To ensure the success of future affordable housing projects, he said, the ministry was pushing for the establishment of a state agency dedicated to the planning and construction of public affordable housing.
"We have started a process for the establishment of a National Housing Authority, to which the government has given policy approval, and we are working with the Attorney-General to develop a bill for the consideration of the Cabinet and subsequently for parliamentary approval," he said.
He explained that the authority would be responsible for undertaking feasibility studies, planning and managing affordable housing projects and that would solve the problem of starting affordable housing projects without the proper feasibility studies.
The minister said he was optimistic that the establishment of the authority would ensure that the various affordable housing programmes went through the necessary feasibility studies to establish their viability before the government made any financial commitment.
New affordable housing
The minister said the government had designed a new affordable housing programme, with the strategy of supporting the private sector with land and other incentives to reduce the construction cost, which would in turn reduce the average cost per unit.
He said the government would commit $55 million to produce 12,000 units in the Greater Accra and the Ashanti regions.
Minority kicks against plan
Meanwhile, the Minority in Parliament has kicked against any plan by the government to explore the possible sale of the project to a private investor.
Visiting the project site yesterday, the Minority said it would do whatever was necessary to compel the government to look for funding to complete the project.
According to it, the project was not a failed one, and that it was the government that had decided not to prioritise it.
"So we the Minority in Parliament are stating our position clearly that we will not want any private developer to come in at all,” the Ranking Member on the Works and Housing Committee of Parliament, Vincent Oppong Asamoah, told the media after the tour of the site.
"In 2025, we are optimistic that the National Democratic Congress will form the next government and so the project will be taken from any private developer that will partner the government to continue this project," he warned.
The visit was to enable Minority members on the Works and Housing Committee to have first-hand information on the state of the project.
The Members of Parliament (MPs) discovered that security doors, electric and telephone cables, glass windows and aluminium burglar proofs had been stolen.
Broken window glasses were also scattered on some sections of the project site, while other pieces were seen neatly arranged, not knowing what exactly they were going to be used for.
Sockets and switches were also found on the floor.

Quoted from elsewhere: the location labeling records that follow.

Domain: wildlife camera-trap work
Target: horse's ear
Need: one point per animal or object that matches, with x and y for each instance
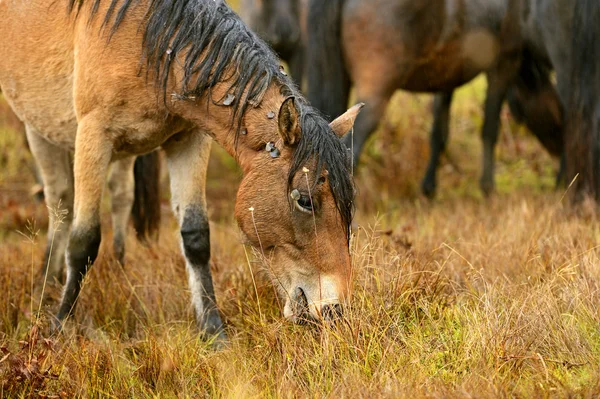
(289, 121)
(343, 123)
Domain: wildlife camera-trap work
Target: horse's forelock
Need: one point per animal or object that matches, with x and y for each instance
(319, 143)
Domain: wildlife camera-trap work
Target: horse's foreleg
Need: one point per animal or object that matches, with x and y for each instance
(121, 186)
(438, 140)
(56, 171)
(92, 155)
(498, 82)
(366, 123)
(187, 158)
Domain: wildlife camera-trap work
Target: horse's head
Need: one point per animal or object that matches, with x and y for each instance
(294, 206)
(275, 21)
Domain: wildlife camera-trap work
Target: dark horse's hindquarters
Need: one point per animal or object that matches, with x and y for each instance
(278, 22)
(384, 45)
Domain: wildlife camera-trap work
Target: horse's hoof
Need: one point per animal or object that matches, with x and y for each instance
(487, 187)
(56, 326)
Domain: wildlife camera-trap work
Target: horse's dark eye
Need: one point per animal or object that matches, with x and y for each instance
(304, 204)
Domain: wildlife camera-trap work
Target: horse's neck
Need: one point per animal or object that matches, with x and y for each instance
(259, 127)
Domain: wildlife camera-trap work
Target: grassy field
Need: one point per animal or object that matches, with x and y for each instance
(456, 297)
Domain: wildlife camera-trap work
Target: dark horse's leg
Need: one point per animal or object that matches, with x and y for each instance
(499, 79)
(438, 139)
(187, 157)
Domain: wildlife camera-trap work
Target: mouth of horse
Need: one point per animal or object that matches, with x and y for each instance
(301, 313)
(299, 306)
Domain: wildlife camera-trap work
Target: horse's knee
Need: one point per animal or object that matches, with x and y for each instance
(195, 234)
(84, 244)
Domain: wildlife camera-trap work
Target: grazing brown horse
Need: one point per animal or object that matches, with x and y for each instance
(428, 46)
(280, 24)
(114, 78)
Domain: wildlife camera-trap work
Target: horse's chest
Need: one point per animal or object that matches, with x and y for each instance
(141, 135)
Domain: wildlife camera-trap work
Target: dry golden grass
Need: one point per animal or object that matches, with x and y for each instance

Mr Asamoah, who is the MP for Dormaa West, said the intended purpose of the viable project was for it to be affordable and given to workers of the country through the Ghana Home Loans Company through a mortgage system.

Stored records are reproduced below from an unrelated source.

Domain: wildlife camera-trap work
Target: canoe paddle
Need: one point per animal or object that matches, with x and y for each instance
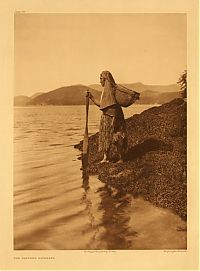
(86, 138)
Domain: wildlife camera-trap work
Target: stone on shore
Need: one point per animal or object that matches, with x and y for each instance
(155, 166)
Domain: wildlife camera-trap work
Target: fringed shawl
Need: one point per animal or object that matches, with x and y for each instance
(108, 93)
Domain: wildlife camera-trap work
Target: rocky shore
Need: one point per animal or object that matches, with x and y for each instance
(156, 161)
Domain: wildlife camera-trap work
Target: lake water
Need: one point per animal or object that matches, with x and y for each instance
(52, 207)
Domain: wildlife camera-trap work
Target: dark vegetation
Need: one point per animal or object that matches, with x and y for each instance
(155, 165)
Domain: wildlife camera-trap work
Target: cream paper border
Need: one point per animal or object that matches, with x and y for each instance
(77, 259)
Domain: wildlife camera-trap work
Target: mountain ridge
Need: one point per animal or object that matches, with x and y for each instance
(75, 95)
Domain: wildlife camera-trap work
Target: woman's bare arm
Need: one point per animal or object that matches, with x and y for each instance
(95, 101)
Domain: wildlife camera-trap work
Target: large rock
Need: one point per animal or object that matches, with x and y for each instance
(155, 165)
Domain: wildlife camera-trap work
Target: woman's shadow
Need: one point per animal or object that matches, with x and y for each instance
(112, 231)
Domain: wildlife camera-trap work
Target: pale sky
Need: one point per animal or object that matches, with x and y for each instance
(55, 50)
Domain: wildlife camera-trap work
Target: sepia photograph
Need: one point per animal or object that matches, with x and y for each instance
(99, 135)
(100, 131)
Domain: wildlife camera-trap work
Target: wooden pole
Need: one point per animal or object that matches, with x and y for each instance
(86, 138)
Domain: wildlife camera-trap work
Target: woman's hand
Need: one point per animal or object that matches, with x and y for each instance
(90, 96)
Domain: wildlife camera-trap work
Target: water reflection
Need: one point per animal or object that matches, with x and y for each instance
(112, 230)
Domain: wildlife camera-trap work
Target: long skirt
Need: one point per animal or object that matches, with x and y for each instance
(113, 134)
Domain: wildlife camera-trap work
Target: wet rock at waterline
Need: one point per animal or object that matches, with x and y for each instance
(155, 165)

Unfortunately, for six years, the government decided that the project be left in the bush, so that at the end of the day it could be sold to its cronies.
“I must be frank with you: I am shocked by what I am seeing. I know you are also shocked. If there is anything that we have to do as a committee to compel the government to look for funding to complete this project, without using any private developer, we have to do it,” he said.
Adding her voice to the issue, the MP for Awutu Senya West, Gizella Tetteh-Agbotui, said she was disappointed at the state of neglect of the facility and thievery of facilities.
“If there has been theft, that means there have been security lapses here. I think someone has to get his act together very quickly,” she said.
The MPs for Sawla-Tuna-Kalba, Twifo-Atti Morkwa and Nkoranza South, Andrew Dari Chiwitey, David T.D. Vondee and Emmanuel Kwadwo Agyekum, respectively, all spoke against the sale of the project.